Aktualnie Gwint jest w tak beznadziejnym stanie, że od kilku miesięcy już w niego nie gram. To klęska. W skrócie w grze tej umiejętności gracza w trakcie gry się nie liczą. Liczy się w zasadzie budowa talii zwana archetypem. Przypomina to zabawę w kamień, nożyczki, papier. Jeden archetyp bije drugi, drugi trzeci, trzeci pierwszy itp. Oczywiście są archetypy topowe którymi ma się największe szanse na wygranie i które mają najmniej słabości. Duży wpływ ma również to jakie karty dobierzesz. Gwint w zasadzie nie pozwala na wydobycie się z pechowego dobrania kart.
Rozgrywki przypominają egzekucje. Jedna ze stron nie ma szans niezależnie od tego jak dobrze gra. Grałem w inne karcianki ale tak złej sytuacji jaka jest w Gwincie to jeszcze nie widziałem.
CDPR sama to zauważyła i zapowiedziała w tym roku kompletną przebudowę Gwinta.

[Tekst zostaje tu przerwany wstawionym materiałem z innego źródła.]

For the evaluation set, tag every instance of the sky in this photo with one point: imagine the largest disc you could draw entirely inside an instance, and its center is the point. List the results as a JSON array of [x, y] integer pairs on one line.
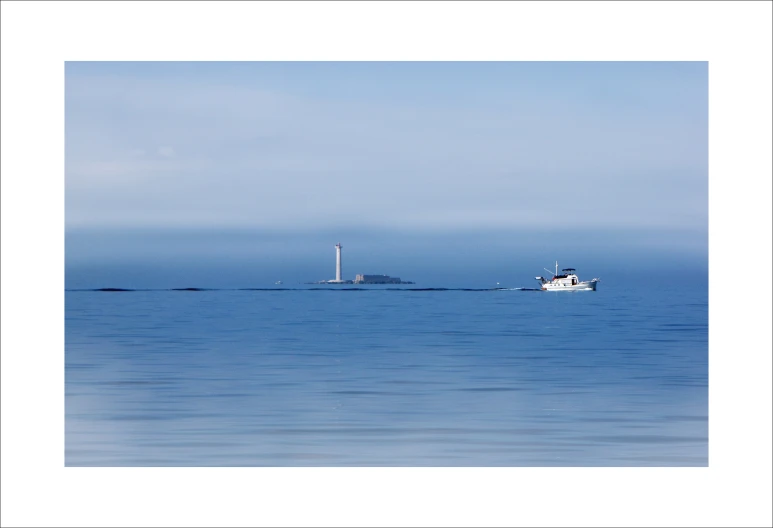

1) Zostanie wydana nowa marka Witcher Tales z kampaniami RPG dla pojedynczego gracza. Poruszamy się po planszy, walczymy kartami. Pierwszy z serii ma być Thronebreaker.
2) Gwint multiplayer będzie niejako osobną marką. Mocno się będzie różnił od bety. W zasadzie nowa gra.
Całość ma być wydana jeszcze w 2018.